Closed Middlepepper closed 1 year ago

Middlepepper commented 1 year ago

Hi Team, I think we might need to do a scripted clean of the anime-list-master.xml so that it aligns with the rules within the readme. Specifically I'm refering to

  1. Removing and any entries with tmdbid, imdbid not blank when a tvdbid="72070" is present. (e.g. Initial D Battle Stage (anidbid="11")
  2. Update anime-list-todo.xml type to align Type mapping with anidb (web = web, OVA = OVA, TV Special = tv special, TV = unknown)

I think we can do these easily with a script, the only issues I see with updating Type is Web Release like Jo no Kimyou na Bouken: Stone Ocean so we might need to exclude ONA/Web in any scripts.

I think if we do this we can even have the current data imported into anidb, seeing they mention this in an archived discussion where they now added IMDB and TVDB fields to anidb. Add external resources for general movie/TV sites

Middlepepper commented 1 year ago

As a example I made a commit here to show how much the clean-up for Step 2 could be ExampleofScriptingChanges. This is just checking the todo.xml.

Middlepepper commented 1 year ago

For Step 1, I've made a script to check how many entries have a tmdbid or imdbid value when the tvdbid is a number. just to check how much mess there is in anime-list-master.xml

So there currently is a some mess in the master file.

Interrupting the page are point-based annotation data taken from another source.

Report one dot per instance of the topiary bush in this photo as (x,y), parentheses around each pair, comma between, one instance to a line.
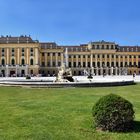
(113,113)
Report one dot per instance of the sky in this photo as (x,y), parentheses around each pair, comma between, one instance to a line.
(72,22)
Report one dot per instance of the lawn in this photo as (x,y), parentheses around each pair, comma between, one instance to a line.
(59,114)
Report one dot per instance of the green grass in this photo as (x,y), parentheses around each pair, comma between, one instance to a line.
(58,114)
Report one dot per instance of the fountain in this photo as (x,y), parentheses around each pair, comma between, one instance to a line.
(64,73)
(64,79)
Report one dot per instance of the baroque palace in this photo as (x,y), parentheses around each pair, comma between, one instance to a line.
(20,56)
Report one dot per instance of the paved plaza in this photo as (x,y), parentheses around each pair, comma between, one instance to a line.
(83,78)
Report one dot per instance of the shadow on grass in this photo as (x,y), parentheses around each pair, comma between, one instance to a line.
(136,128)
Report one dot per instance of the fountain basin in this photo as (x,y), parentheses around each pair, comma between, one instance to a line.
(38,83)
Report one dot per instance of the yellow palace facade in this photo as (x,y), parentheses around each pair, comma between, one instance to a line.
(20,56)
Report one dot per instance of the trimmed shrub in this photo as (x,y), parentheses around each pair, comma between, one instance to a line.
(113,113)
(28,77)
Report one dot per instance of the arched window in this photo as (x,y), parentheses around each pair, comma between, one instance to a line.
(23,62)
(3,62)
(13,62)
(31,61)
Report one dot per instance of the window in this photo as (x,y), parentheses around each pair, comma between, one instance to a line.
(69,64)
(31,61)
(107,64)
(2,50)
(31,71)
(112,64)
(117,64)
(79,64)
(93,64)
(22,49)
(74,64)
(31,50)
(121,64)
(112,47)
(43,64)
(98,64)
(53,64)
(102,46)
(48,64)
(84,64)
(59,63)
(98,46)
(88,64)
(22,62)
(3,62)
(13,50)
(13,62)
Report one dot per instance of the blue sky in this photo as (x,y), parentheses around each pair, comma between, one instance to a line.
(71,22)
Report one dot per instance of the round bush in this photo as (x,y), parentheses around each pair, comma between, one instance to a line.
(113,113)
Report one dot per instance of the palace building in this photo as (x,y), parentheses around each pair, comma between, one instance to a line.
(20,56)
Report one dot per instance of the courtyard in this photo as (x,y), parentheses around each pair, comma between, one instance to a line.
(65,113)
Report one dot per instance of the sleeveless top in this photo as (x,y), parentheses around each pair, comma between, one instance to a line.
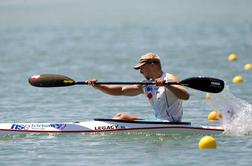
(165,104)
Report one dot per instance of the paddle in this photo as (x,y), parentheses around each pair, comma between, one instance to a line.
(206,84)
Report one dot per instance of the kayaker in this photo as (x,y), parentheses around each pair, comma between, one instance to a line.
(166,100)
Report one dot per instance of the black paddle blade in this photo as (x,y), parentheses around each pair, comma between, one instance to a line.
(206,84)
(50,80)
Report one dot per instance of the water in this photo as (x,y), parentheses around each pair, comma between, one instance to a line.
(103,40)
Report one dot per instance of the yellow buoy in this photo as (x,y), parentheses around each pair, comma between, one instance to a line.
(232,57)
(238,79)
(214,115)
(207,142)
(208,96)
(248,66)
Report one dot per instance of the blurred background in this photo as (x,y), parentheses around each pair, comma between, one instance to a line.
(101,39)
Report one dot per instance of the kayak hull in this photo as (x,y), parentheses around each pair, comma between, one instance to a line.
(108,125)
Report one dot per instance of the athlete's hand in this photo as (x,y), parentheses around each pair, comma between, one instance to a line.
(159,82)
(91,82)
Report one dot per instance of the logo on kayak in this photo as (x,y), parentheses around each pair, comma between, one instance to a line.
(59,126)
(109,127)
(38,126)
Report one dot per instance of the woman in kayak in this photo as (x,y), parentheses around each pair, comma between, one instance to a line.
(166,100)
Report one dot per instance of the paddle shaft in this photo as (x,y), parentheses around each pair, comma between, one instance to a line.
(206,84)
(127,83)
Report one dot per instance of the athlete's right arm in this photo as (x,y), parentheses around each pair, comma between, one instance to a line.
(116,90)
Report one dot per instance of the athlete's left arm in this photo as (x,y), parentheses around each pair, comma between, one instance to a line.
(177,90)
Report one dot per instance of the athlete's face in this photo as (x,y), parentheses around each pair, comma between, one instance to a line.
(146,70)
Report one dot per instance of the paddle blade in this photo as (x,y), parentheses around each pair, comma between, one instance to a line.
(50,80)
(206,84)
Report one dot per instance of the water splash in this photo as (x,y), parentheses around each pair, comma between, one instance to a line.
(237,113)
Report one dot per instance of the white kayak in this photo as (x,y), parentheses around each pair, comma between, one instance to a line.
(108,125)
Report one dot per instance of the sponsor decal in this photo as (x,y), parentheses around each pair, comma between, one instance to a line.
(109,127)
(37,126)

Link to branch I made with example changes Removed imdbid and tmdbid

BrutuZ commented 1 year ago

The scripts are grandfathered in from ScudLee. Maybe they've only been touched in this fork to run automatically via GitHub actions?

  1. Removing and any entries with tmdbid, imdbid not blank when a tvdbid="72070" is present. (e.g. Initial D Battle Stage (anidbid="11")

Not always applicable. There are movies and OVAs that exist both as TVDB specials or even own seasons and as TMDB\IMDB movie entries. No reason to get rid of those, it has valid information for either scenario (tagging episodes or movies).

What the readme refers to is not using TMDB/IMDB show entries, as in themoviedb.org/tv/000000 or https://www.imdb.com/title/tt14626352/episodes/. Basically because TMDB only has a numeric code that can be shared between different media and IMDB I don't really see a reason other than it being a nightmare to keep a parser updated. I'm guessing just for consistency? The former could theoretically be fixed with a new property for shows like tmdbtvid

  1. Update anime-list-todo.xml type to align Type mapping with anidb (web = web, OVA = OVA, TV Special = tv special, TV = unknown)

The information is not available on the AniDB dump the update script fetches. Would need to switch to a more complete type and rewrite the XSL for that

Middlepepper commented 1 year ago

Ahh Your right I made a misstep in my logic. I didn't account for movies, TV specials and OVAs being in the TVDB specials. let me let me correct for it.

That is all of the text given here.